Rakernas FORBIS IKPM Gontor Menuju 1 Abad Gontor

Rakernas FORBIS IKPM Gontor Menuju 1 Abad Gontor

Ponorogo, Gontornews — Demi menuju 1 abad Gontor dan merajut ukhuwah, Forum Bisnis (FORBIS) Ikatan Keluarga Pondok Modern (IKPM) Gontor menggelar Rapat Kerja Nasional (Rakernas) pada Jumat (4/3). Rakernas berlangsung hingga Sabtu (5/3) sore di Wisma IKPM Gontor, Ponorogo.

Ketua Umum FORBIS IKPM Gontor Agus Maulana, SS mengatakan, Rakernas akan membahas struktur kepengurusan FORBIS sampai periode 2024 mendatang.

Hadir pada kesempatan itu Pimpinan Pondok Modern Darussalam Gontor, KH Hasan Abdullah Sahal dan KH M Akrim Mariyat, Dipl.A.Ed, Anggota Badan Wakaf Gontor KH Muhammad Danial, SE, Ketua Umum Pengurus Pusat (PP) IKPM Dr HM Adib Fuadi Nuriz, MA, M.Phil, Ketua Umum FORBIS Agus Maulana, SS, Ketua Forum Pesantren Alumni (FPA) Gontor Dr KH Lalu Zulkifli Muhadli, SH MM, dan segenap alumni Pondok Modern Darussalam Gontor yang berkecimpung di bidang bisnis.
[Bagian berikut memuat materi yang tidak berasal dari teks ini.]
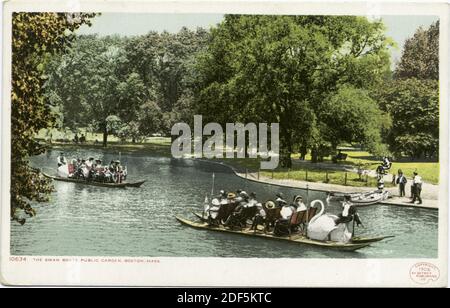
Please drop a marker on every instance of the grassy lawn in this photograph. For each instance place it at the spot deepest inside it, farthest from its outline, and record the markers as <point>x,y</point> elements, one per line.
<point>428,170</point>
<point>304,172</point>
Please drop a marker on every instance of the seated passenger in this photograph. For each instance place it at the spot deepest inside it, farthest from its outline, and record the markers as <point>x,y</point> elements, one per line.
<point>61,160</point>
<point>280,200</point>
<point>298,204</point>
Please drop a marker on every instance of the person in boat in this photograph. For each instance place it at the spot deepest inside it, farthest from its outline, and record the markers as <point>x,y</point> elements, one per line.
<point>61,160</point>
<point>417,187</point>
<point>119,172</point>
<point>282,224</point>
<point>236,217</point>
<point>109,178</point>
<point>252,202</point>
<point>348,212</point>
<point>380,183</point>
<point>401,181</point>
<point>92,172</point>
<point>298,204</point>
<point>222,196</point>
<point>90,162</point>
<point>280,201</point>
<point>259,217</point>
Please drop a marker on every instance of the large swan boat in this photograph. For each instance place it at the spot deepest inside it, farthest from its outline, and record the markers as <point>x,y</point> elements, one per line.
<point>328,238</point>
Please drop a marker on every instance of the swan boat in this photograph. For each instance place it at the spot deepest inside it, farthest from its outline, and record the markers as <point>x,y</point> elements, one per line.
<point>363,199</point>
<point>355,244</point>
<point>93,183</point>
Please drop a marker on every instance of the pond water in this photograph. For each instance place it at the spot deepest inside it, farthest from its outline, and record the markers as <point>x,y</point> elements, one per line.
<point>84,220</point>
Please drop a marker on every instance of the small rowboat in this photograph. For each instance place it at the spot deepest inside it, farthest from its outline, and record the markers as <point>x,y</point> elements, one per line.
<point>92,183</point>
<point>362,199</point>
<point>294,239</point>
<point>355,239</point>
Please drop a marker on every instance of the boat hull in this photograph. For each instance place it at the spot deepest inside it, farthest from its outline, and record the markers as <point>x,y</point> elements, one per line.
<point>294,239</point>
<point>356,240</point>
<point>92,183</point>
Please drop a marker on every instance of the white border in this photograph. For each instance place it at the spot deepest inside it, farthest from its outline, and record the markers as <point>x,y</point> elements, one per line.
<point>225,271</point>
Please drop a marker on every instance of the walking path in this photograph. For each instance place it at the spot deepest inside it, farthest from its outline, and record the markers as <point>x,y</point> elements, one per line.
<point>429,194</point>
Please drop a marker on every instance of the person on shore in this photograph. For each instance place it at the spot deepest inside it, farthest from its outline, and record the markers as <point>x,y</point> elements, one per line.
<point>90,163</point>
<point>348,212</point>
<point>61,160</point>
<point>417,184</point>
<point>298,204</point>
<point>280,201</point>
<point>380,182</point>
<point>401,181</point>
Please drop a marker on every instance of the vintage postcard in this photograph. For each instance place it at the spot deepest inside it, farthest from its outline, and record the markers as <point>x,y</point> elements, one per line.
<point>186,143</point>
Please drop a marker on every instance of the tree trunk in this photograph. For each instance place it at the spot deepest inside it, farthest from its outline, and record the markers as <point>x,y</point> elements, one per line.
<point>314,155</point>
<point>105,136</point>
<point>285,149</point>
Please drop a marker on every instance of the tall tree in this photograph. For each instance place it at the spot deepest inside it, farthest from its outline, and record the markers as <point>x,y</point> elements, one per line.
<point>92,83</point>
<point>35,36</point>
<point>420,58</point>
<point>282,69</point>
<point>414,108</point>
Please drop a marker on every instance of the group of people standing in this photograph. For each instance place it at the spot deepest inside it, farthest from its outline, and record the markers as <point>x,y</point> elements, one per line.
<point>93,170</point>
<point>416,185</point>
<point>239,210</point>
<point>400,180</point>
<point>236,208</point>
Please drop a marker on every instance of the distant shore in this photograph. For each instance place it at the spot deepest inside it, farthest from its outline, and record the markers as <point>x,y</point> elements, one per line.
<point>161,146</point>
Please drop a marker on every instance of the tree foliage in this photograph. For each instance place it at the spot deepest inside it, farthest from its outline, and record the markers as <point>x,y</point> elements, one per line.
<point>283,68</point>
<point>420,58</point>
<point>101,77</point>
<point>414,107</point>
<point>35,37</point>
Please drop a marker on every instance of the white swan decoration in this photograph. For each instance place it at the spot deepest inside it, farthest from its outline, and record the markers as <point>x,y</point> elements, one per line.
<point>321,225</point>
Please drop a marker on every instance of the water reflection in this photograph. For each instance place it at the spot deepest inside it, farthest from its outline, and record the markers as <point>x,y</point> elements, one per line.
<point>92,221</point>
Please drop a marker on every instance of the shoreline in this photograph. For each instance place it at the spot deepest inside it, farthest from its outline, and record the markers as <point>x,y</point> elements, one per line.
<point>430,204</point>
<point>155,148</point>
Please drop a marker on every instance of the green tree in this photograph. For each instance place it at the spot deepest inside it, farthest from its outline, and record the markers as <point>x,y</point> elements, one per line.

Pimpinan Pondok Modern Darussalam Gontor KH Hasan Abdullah Sahal dalam sambutannya mengatakan, “Al-Muhafadzatu ‘ala Al-qiyam wa At-taghyiruu ila Al-kamal” artinya pondok senantiasa menjaga nilai-nilai dan menuju kesempurnaan.

“Dalam membangun segala sesuatu itu harus memiliki dasar (fondasi) yang jelas dan kuat, ibarat rumah yang berdiri tanpa fondasi, ketika nantinya ia doyong maka akan disangga dengan materi apapun itu (kayu, besi, baja) ia tidak akan pernah tegak. Bagaimana mau tegak? Fondasi saja tidak ada,” papar Kiai Hasan.

FORBIS

Mengutip tausiyah salah satu pendiri Gontor, KH Imam Zarkasyi, Kiai Hasan menyampaikan, “Sesuatu yang dapat dibeli dengan uang itu, murah.” Karena itu menurut Kiai Hasan, jangan sampai Gontor bisa dibeli identitasnya dengan uang.

Di akhir sambutannya Kiai Hasan menuturkan, “Pajaknya orang yang berjuang itu kesulitan. Pajaknya orang sehat itu sakit. Jangan menyalahkan orang lain, tidak mungkin sesuatu itu dibangun dengan dasar hutang.”

Sementara itu Anggota Badan Wakaf Gontor, KH Muhammad Danial, SE, menyampaikan rencana pembentukan Holding Company Gontor. “Ini masih wacana, belum lahir. Ini merupakan salah satu cita-cita almarhum KH Abdullah Syukri Zarkasyi,” paparnya.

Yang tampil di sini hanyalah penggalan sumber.